For $P_4: u = -45 \ cm, \frac{1}{v} = \frac{1}{20} - \frac{1}{45} = \frac{9-4}{180} = \frac{5}{180} = \frac{1}{36} \Rightarrow v = 36 \ cm$ (approx $35 \ cm$ is close).
For $P_5: u = -50 \ cm, \frac{1}{v} = \frac{1}{20} - \frac{1}{50} = \frac{5-2}{100} = \frac{3}{100} \Rightarrow v \approx 33.3 \ cm$ (approx $32 \ cm$ is close).
Thus,the reading recorded by $P_3$ is incorrect.

(D) Using the lens maker's formula: $\frac{1}{f} = (\mu - 1)(\frac{1}{R_1} - \frac{1}{R_2})$.
For a biconvex lens with equal radii of curvature $R$,we have $R_1 = R$ and $R_2 = -R$.
Substituting the values: $\frac{1}{f} = (1.4 - 1)(\frac{1}{R} - (\frac{1}{-R}))$.
$\frac{1}{f} = 0.4 \times (\frac{1}{R} + \frac{1}{R}) = 0.4 \times \frac{2}{R} = \frac{0.8}{R}$.
Therefore,the ratio of focal length $f$ to the radius of curvature $R$ is $\frac{f}{R} = \frac{1}{0.8} = 1.25$.

(B) The shortest time to burn the paper occurs when the sunlight is focused exactly at the focal point of the lens.

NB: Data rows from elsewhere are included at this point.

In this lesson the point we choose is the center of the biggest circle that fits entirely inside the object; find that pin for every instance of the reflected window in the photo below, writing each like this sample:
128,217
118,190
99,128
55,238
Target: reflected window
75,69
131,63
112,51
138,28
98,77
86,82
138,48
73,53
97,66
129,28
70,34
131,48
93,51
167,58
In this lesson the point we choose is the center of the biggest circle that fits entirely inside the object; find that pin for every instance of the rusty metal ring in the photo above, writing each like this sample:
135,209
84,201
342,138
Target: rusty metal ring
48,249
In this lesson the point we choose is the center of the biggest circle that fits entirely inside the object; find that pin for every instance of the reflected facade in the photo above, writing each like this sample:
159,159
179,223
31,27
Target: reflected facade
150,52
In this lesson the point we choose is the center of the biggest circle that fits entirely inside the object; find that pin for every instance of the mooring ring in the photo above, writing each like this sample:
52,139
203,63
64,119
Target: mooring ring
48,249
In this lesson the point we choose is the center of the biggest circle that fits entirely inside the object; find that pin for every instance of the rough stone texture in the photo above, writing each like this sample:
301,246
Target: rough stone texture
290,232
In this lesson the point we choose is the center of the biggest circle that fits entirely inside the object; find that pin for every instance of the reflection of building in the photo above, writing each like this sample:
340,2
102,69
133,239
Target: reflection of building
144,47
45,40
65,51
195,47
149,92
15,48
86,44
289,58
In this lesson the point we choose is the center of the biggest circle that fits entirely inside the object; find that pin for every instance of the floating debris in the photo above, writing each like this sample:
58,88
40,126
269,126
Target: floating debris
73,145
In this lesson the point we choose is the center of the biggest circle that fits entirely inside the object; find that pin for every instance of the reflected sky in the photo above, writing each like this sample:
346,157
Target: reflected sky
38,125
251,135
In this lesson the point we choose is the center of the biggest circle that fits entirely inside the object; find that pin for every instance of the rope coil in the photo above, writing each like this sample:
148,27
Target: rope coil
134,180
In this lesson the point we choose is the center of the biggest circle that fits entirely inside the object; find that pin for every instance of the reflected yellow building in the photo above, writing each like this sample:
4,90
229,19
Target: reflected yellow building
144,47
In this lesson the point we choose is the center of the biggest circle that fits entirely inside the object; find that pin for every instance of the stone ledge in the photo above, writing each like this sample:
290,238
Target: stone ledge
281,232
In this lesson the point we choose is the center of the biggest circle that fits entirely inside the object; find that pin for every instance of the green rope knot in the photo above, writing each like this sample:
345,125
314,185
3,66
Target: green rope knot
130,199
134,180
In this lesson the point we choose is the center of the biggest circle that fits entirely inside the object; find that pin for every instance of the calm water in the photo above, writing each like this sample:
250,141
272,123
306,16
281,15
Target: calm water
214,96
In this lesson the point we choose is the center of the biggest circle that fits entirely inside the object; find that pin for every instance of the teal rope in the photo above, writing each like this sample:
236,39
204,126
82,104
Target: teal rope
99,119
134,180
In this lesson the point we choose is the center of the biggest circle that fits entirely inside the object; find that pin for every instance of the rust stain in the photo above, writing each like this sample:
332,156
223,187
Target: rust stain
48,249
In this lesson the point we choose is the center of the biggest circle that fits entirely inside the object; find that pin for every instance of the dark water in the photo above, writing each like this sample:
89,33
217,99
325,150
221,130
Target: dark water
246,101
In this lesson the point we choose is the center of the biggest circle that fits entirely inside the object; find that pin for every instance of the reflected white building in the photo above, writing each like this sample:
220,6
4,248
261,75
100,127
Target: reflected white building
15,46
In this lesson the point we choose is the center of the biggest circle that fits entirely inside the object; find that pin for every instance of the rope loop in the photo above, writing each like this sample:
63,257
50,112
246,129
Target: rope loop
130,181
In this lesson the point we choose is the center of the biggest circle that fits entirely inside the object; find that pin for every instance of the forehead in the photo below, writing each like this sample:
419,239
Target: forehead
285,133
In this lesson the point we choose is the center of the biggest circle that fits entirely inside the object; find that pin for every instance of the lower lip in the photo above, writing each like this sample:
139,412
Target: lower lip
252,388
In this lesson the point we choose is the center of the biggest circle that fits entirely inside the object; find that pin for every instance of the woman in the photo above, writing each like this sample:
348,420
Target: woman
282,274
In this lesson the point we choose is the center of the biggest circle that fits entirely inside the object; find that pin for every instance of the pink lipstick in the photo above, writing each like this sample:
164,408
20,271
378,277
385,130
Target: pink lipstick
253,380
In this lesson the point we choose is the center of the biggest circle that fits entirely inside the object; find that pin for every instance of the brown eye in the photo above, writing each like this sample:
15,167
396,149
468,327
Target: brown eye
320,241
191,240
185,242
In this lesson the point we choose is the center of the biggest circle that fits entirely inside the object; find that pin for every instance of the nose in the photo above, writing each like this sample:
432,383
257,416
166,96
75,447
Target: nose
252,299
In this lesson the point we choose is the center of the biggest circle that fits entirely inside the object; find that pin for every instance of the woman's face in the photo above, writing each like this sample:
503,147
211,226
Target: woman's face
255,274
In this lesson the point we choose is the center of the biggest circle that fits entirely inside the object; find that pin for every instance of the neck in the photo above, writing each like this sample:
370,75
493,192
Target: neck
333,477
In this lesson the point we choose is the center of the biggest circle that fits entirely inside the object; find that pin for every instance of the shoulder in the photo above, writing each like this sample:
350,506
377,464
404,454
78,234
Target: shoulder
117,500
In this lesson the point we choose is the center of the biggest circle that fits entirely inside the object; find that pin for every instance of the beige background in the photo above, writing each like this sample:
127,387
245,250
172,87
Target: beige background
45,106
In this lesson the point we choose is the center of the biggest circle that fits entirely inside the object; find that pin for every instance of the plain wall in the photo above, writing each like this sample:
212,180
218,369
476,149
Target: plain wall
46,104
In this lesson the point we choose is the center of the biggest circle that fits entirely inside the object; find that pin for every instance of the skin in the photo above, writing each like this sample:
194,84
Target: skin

Therefore,the focal length $f = 30 \text{ cm}$.
Using the lens maker's formula: $\frac{1}{f} = (\mu - 1) \left( \frac{1}{R_1} - \frac{1}{R_2} \right)$.
For a symmetric double convex lens,$R_1 = R = 60 \text{ cm}$ and $R_2 = -R = -60 \text{ cm}$.
Substituting these values: $\frac{1}{30} = (\mu - 1) \left( \frac{1}{60} - \frac{1}{-60} \right)$.
$\frac{1}{30} = (\mu - 1) \left( \frac{1}{60} + \frac{1}{60} \right) = (\mu - 1) \left( \frac{2}{60} \right) = (\mu - 1) \left( \frac{1}{30} \right)$.
This implies $\mu - 1 = 1$,so $\mu = 2$.
Given $\mu = \frac{\alpha}{10}$,we have $2 = \frac{\alpha}{10}$,which gives $\alpha = 20$.

(B) For a concave lens,a ray of light traveling parallel to the principal axis diverges after refraction.
When this diverged ray is traced backward,it appears to originate from the first principal focus of the lens.
Therefore,the correct option is $B$.